No one doubts that the hard-charging, 48-year-old economy minister is one of President Carlos Menem's most valuable assets in his bid for reelection this May. Menem has repeatedly defended Cavallo in moments of controversy.

"Never has the Argentine Republic had a minister of economy like Domingo Cavallo," Menem told reporters last year. "There could have been an equal one, but never a better one."

Asked about Cavallo's proclivity for controversy, Menem said: "Lukewarm or cold ministers I don't need."

When Menem took office in 1989, he appointed Cavallo as foreign minister. While the Harvard-trained economist wore a diplomatic hat, the Argentine economy suffered withering bouts of super-stagflation. In early 1991, Menem switched Cavallo to the economic portfolio.

Bingo. Within months, inflation was under control and the economy was growing at a healthy rate.

Cavallo's bold "convertibility plan" essentially gives Argentina two currencies, the peso and the dollar. All pesos in circulation must be backed by dollars or other hard currency reserves, and everyone is entitled to exchange pesos for dollars at a one-to-one rate.

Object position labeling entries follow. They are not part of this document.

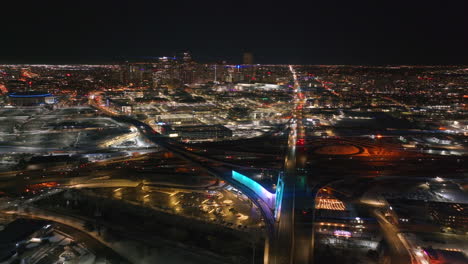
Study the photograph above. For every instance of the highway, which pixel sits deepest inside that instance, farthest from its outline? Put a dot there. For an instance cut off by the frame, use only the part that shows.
(293, 243)
(202, 161)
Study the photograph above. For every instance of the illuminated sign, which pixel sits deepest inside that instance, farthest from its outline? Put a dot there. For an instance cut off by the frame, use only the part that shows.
(256, 187)
(342, 233)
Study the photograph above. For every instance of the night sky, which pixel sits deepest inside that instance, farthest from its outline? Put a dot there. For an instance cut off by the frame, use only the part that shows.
(302, 32)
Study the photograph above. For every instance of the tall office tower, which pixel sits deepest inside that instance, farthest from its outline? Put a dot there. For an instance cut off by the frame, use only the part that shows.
(248, 58)
(187, 57)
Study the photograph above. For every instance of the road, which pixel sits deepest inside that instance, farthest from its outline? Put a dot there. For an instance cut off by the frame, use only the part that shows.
(293, 242)
(205, 162)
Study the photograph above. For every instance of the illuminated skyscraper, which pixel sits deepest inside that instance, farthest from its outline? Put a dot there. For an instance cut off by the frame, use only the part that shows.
(248, 58)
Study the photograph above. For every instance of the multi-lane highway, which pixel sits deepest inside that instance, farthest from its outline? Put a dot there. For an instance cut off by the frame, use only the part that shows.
(293, 241)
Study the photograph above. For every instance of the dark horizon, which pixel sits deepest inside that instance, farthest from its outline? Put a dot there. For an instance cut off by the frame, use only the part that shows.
(365, 33)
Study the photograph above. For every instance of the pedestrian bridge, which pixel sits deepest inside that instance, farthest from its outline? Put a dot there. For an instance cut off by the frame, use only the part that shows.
(273, 200)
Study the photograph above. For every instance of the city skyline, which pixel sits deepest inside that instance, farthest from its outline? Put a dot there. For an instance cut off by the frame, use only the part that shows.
(367, 32)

That, according to Cavallo, means that in Argentina there can be no sudden devaluation like the one that threw Mexico's economy into chaos in December. Although prices and unemployment have risen under the Cavallo plan, most Argentines seem content with the stability and economic expansion it has brought.

Still, there is controversy. Unions decry Cavallo's efforts to reform labor law. Farmers complain bitterly that exchange rates slash their profit margins on exports. Retired people demonstrate outside Cavallo's apartment house, protesting his refusal to raise social security pensions.

The protests hurt. He complains that the controversy upsets his parents, who live outside the capital.

"They suffer a lot," he said. "This whole thing of disputes, the criticism one receives, the attacks, the fact that on Wednesdays a group of 10 retirees and 20 cameramen go and demonstrate in front of my house--all that scares them a little."

Cavallo's mother came to Argentina with her Italian parents at age 2. His father, the son of Italian immigrants, made and sold brooms in a modest shop in the Cordoba town of San Francisco, where the future minister was born and reared.

He studied accounting at the University of Cordoba and received a doctorate in economics there in 1969. During the next six years, Cavallo taught at the university, held various provincial posts and worked as a business consultant. Then he went to the United States with a Ford Foundation fellowship for graduate economic studies at Harvard University, where he received his Ph.D. in 1977.

On returning to Cordoba in 1977, Cavallo became director of a newly created Institute for Economic Studies. The institute is part of the Mediterranean Foundation, a Cordoba think tank financed by private business.

By the early 1980s, Cavallo had built a national reputation. In 1982, while Argentina was ruled by a military regime, he served as chairman of the Central Bank for 53 days. The Argentine private sector was in crisis. Unable to pay their dollar debts, businesses and banks demanded that the government help.